おじいちゃん、おばあちゃんというのは、子供にとっては親に次いで身近な存在の大人たちです。

祖父母たちにとって孫というのは、「目に入れても痛くない」と言われるほどかわいい存在であることが多く、ついつい甘やかしてしまうといった事例もないではありませんが、それは逆に言うと、時にはシビアに物事をとらえ、子供に厳しいことを言わざるを得ない親たちとは違い、子供たちにとっては「自分を絶対に否定しない大人」にもなり得るということです。

実際、そう頻繁にあう存在でなかったとしても、「おじいちゃんやおばあちゃんが大好き」だと言う子供はたくさんいます。そこに長い人生経験から得た知恵や、練り上げられた人間性が加われば、良き人生の師匠ともなれます。

今後、さらに高齢化社会の問題は深刻化していくことが予想され、今の子供たちは、その社会を支える一員になる必要があります。

そうして身近に高齢の方が増えていく状況の中では、子供たちにとって「お年寄り」を身近な存在として感じ、接することができるというのは、必要な心構えの一つと考えられます。そうした意味でも、一番身近な高齢者である祖父母とは、良好な関係を築いておきたいところです。

両親の立場からすると、ジェネレーションギャップによる子育てメソッドの違いなどから、祖父母(そもそも自分の「親」の立場である場合もありますが)が要らぬ「進言」してくるのが疎ましいなど、細かな問題は間々起こりがちです。

甘やかしがちだったり、構いがちだったりする祖父母に対し、あれもダメ、これもダメとダメ出しばかりでは、「かわいがっているだけなのに」と気を悪くするでしょうし、そもそもの考え方がずれている場合、理屈・理論では通じないこともあります。

そこで、親としてここだけは絶対に譲れないというラインについては、納得してもらえるようにしっかりと説明しましょう。

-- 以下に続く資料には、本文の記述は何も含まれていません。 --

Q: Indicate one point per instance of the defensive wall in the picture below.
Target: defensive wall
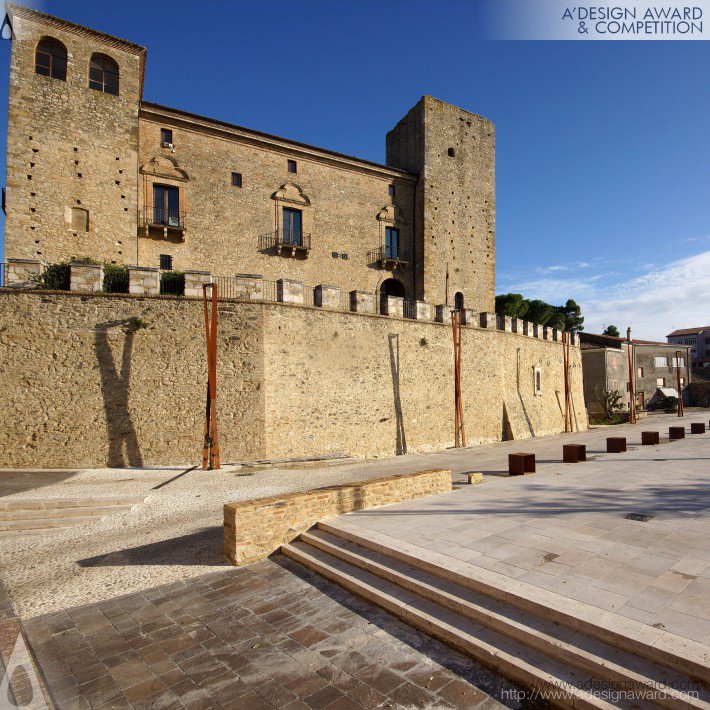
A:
(95, 379)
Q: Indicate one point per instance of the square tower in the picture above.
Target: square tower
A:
(72, 143)
(453, 153)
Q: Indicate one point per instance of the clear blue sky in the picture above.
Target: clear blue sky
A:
(603, 148)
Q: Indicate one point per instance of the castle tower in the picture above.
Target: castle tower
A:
(453, 152)
(72, 144)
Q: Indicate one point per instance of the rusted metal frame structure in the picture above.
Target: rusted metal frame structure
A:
(459, 428)
(210, 447)
(680, 392)
(631, 353)
(568, 389)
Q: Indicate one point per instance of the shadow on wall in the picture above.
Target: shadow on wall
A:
(401, 443)
(123, 447)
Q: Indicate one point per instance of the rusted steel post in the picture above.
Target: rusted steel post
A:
(210, 447)
(632, 382)
(680, 392)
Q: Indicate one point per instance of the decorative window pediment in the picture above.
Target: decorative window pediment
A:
(390, 213)
(292, 193)
(164, 167)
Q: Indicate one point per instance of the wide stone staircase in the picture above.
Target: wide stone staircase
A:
(43, 516)
(572, 657)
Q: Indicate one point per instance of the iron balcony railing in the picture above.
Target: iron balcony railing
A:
(285, 239)
(161, 217)
(389, 254)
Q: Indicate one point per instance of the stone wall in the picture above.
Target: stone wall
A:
(253, 529)
(71, 150)
(97, 379)
(454, 151)
(120, 381)
(345, 204)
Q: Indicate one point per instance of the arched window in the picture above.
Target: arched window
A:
(51, 58)
(103, 74)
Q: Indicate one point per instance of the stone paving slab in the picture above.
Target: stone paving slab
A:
(268, 635)
(566, 529)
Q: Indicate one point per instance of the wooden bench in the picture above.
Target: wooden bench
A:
(521, 463)
(616, 444)
(574, 453)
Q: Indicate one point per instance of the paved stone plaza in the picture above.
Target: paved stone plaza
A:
(566, 529)
(139, 610)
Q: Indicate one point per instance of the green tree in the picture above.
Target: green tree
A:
(539, 312)
(511, 304)
(573, 315)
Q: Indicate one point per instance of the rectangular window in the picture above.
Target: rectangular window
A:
(292, 233)
(166, 205)
(391, 243)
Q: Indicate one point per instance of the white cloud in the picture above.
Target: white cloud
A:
(663, 299)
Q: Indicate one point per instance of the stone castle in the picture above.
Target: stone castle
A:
(95, 170)
(118, 378)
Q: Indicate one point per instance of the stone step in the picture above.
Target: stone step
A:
(503, 654)
(99, 511)
(684, 656)
(55, 503)
(601, 660)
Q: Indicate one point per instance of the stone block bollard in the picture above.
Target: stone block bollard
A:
(362, 301)
(393, 306)
(86, 278)
(194, 281)
(143, 281)
(249, 287)
(23, 273)
(327, 297)
(289, 291)
(489, 320)
(422, 310)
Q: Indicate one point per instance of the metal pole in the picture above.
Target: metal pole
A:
(680, 393)
(632, 387)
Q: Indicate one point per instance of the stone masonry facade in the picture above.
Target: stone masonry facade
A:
(118, 179)
(253, 529)
(95, 379)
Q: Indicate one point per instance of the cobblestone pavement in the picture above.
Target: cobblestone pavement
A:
(269, 635)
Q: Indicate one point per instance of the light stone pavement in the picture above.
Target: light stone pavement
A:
(565, 528)
(177, 533)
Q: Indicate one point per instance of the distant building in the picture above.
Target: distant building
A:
(699, 341)
(605, 365)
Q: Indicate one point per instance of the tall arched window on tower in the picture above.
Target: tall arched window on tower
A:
(103, 74)
(51, 58)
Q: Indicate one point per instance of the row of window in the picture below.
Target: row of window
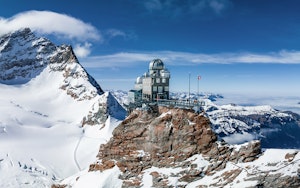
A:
(163, 80)
(160, 89)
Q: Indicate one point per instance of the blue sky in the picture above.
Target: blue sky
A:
(237, 46)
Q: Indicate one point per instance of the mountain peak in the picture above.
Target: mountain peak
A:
(24, 56)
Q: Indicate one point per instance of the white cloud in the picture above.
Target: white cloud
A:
(47, 22)
(82, 50)
(184, 58)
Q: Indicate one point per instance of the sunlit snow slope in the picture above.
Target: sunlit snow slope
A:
(54, 116)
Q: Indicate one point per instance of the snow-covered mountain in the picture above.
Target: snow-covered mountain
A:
(54, 116)
(238, 124)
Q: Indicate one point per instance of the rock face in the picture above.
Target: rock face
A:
(24, 56)
(167, 138)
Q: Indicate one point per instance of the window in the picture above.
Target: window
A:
(160, 89)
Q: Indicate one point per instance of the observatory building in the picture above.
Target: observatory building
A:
(152, 85)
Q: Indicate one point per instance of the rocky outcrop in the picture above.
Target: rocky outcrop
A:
(167, 139)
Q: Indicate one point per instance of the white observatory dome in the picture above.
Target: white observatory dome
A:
(156, 64)
(139, 80)
(165, 73)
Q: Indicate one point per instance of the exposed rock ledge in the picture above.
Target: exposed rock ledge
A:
(167, 138)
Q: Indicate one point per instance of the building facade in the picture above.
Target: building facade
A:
(152, 85)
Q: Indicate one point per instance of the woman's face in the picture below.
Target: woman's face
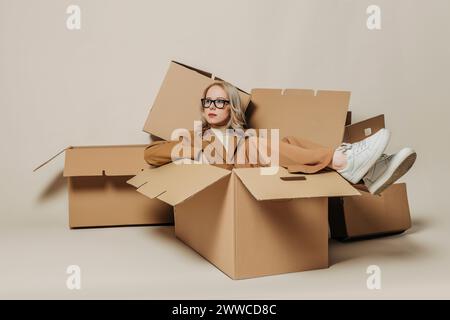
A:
(214, 116)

例えばお子さんに何らかの食品アレルギーがある場合、高齢の方の場合、アレルギーについての知識や認識が現代の常識とは合わず、「食べないのはわがまま」「好き嫌い」などととらえ、食べさせてはいけないと注意したものを与えてしまったというトラブルはよく聞かれます。

時には命にかかわる問題でもありますから、こういったところは厳しく注意しなければなりません。